Der Streit verdeutlicht den Rechtsstreit um KI-generierte Abbilder
Die Kontroverse wirft ein grundsätzliches Problem für die KI-Branche auf: Gibt die Veröffentlichung eines Fotos Unternehmen auch das Recht, es für generative KI zu verwenden?
Dieses Thema steht zunehmend in Verbindung mit dem europäischen Datenschutzrecht. Die Datenschutz-Grundverordnung (DSGVO) defiBilder von Personen als personenbezogene Daten, was bedeutet, dass Organisationen gemäß Artikel 6 eine Rechtsgrundlage für die Verarbeitung solcher Daten finden müssen.
Ist die Einwilligung einer Person erforderlich, so besagt Artikel 7, dass diese freiwillig, spezifisch und informiert erfolgen muss. Artikel 9 legt fest, dass die Verarbeitung biometrischer Daten strengere Sicherheitsvorkehrungen erfordert, um eine eindeutigedenteiner Person zu gewährleisten. Die Artikel 12 bis 14 besagen zudem, dass Organisationen die Verwendung personenbezogener Daten transparent darstellen müssen, um die Betroffenen besser darüber zu informieren.
Regulierungsbehörden weiten ihren Fokus über traditionelle Datenschutzbestimmungen hinaus aus. Der EU-KI-Gesetzentwurf verpflichtet Anbieter, die Öffentlichkeit zu informieren, wenn Inhalte mithilfe von KI-Technologien wie Deepfakes erstellt oder erweitert wurden. Ziel dieser Vorschrift ist es, Transparenz über synthetische Medien zu schaffen, anstatt die Nutzung dieser Technologie gänzlich zu verbieten.
Meta ist jedoch nicht das einzige Unternehmen, das mit diesem Problem konfrontiert ist. Erst vor wenigen Monaten musste OpenAI eine ähnliche Opt-out-Option in seinem Videomodell Sora entfernen, da es aufgrund der Verwendung öffentlich verfügbarer Bilder heftige Kritik einstecken musste.

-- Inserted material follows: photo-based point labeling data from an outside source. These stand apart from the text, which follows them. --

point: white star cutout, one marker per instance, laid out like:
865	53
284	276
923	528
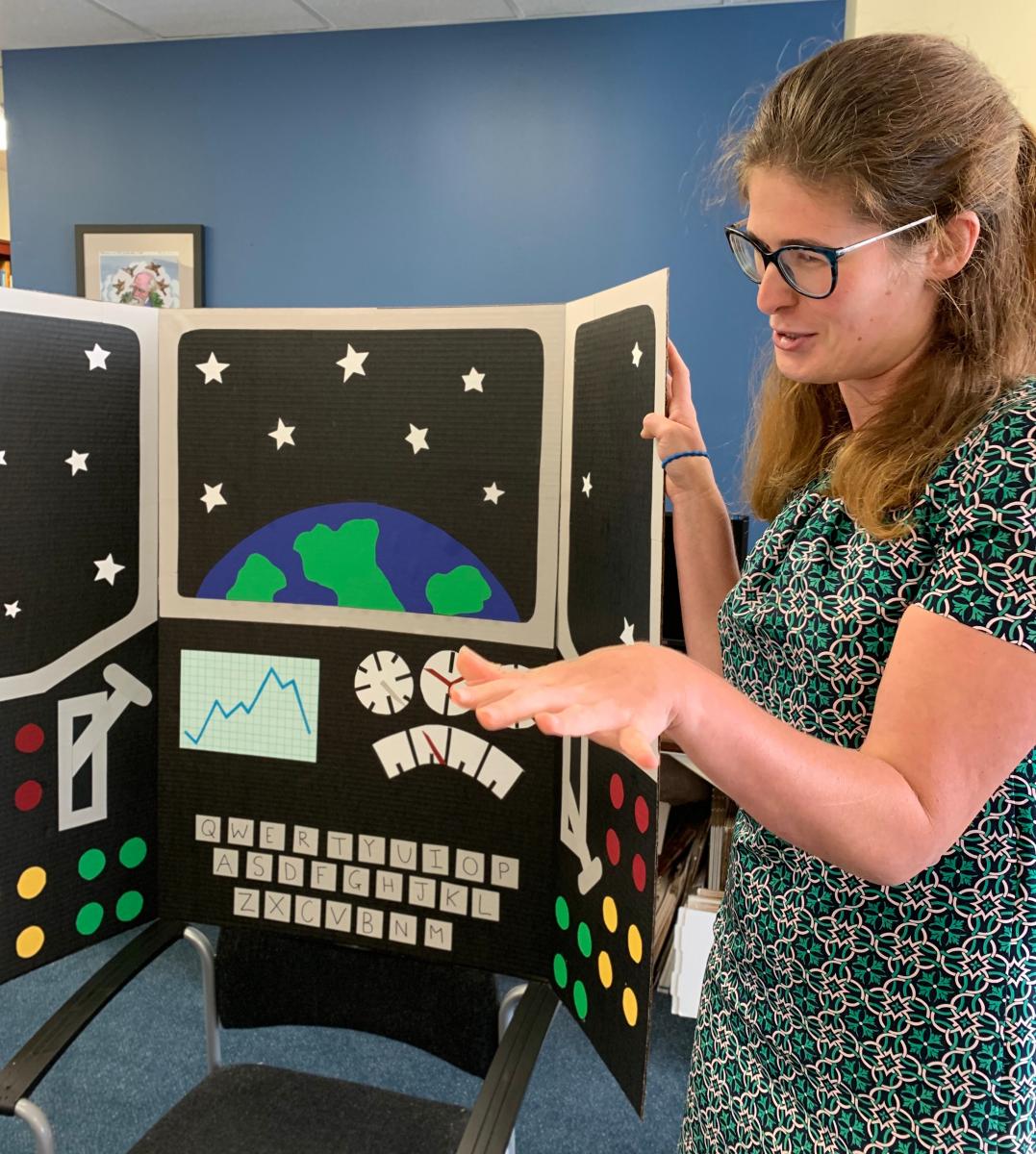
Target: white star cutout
283	434
352	363
97	357
108	569
417	439
79	462
214	496
213	369
473	380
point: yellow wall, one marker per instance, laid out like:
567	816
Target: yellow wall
1002	33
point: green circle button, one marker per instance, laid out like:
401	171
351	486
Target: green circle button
88	918
129	906
133	852
91	865
584	940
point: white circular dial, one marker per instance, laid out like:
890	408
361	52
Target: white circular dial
528	721
438	678
383	682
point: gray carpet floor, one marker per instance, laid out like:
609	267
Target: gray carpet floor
146	1049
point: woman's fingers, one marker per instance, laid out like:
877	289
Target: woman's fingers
636	745
475	668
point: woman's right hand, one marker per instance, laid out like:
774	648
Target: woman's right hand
676	430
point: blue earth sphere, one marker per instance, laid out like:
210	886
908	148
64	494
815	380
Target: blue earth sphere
363	555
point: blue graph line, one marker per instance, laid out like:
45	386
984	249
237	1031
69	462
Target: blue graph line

Die Interventionen bestätigen, dass KI-Technologieentwickler vor größeren Herausforderungen stehen, da Regulierungsbehörden und Entwickler verstärkt darauf achten, dass vor der Manipulation des Abbildes einer Person eine eindeutige Einwilligung eingeholt wird.
Die Diskussion um dieses Thema hat bereits die Gesetzgebung erreicht. Kalifornien hat zwei Gesetze, AB 2602 und AB 1836, verabschiedet, die eine Genehmigung vor der kommerziellen Nutzung eines KI-generierten Bildes eines lebenden oder verstorbenen Künstlers vorschreiben.
Auch wenn es bei den Gesetzen eher um Unterhaltungsvereinbarungen als um die Anwendbarkeit von KI im Verbraucherbereich geht, deuten sie doch auf eine Tendenz hin, KI-Abbilder als Dinge zu betrachten, die einer Genehmigung bedürfen, anstatt einfach davon auszugehen, dass sie von jedem verwendet werden können.
Die Anleger scheinen von dem ganzen Trubel unbeeindruckt. Wie bereits berichtete Cryptopolitan, schlossen die Meta-Aktien am Tag des Börsengangs (7. Juli) bei 615,58 US-Dollar, was einem Anstieg von 2,55 % gegenüber dem Vortag entspricht und den höchsten Schlusskurs seit einem Monat darstellt.
Dennoch bleibt die Frage, ob die Veröffentlichung von Inhalten es Nutzern ermöglicht, diese für KI-Entwicklungen zu nutzen. Sollten Metas jüngste Entscheidungen einen breiteren Trend im KI-Markt widerspiegeln, berechtigt die bloße Veröffentlichung von Inhalten andere nicht automatisch zur Nutzung in KI-Projekten. Gleichzeitig wird deutlich, dass die Einwilligung der Nutzer eine wichtige Rolle bei der Entwicklung neuer KI-Produkte für Verbraucher spielen wird, da sie sowohl von der Industrie als auch von öffentlichen Organisationen zunehmend gefordert wird.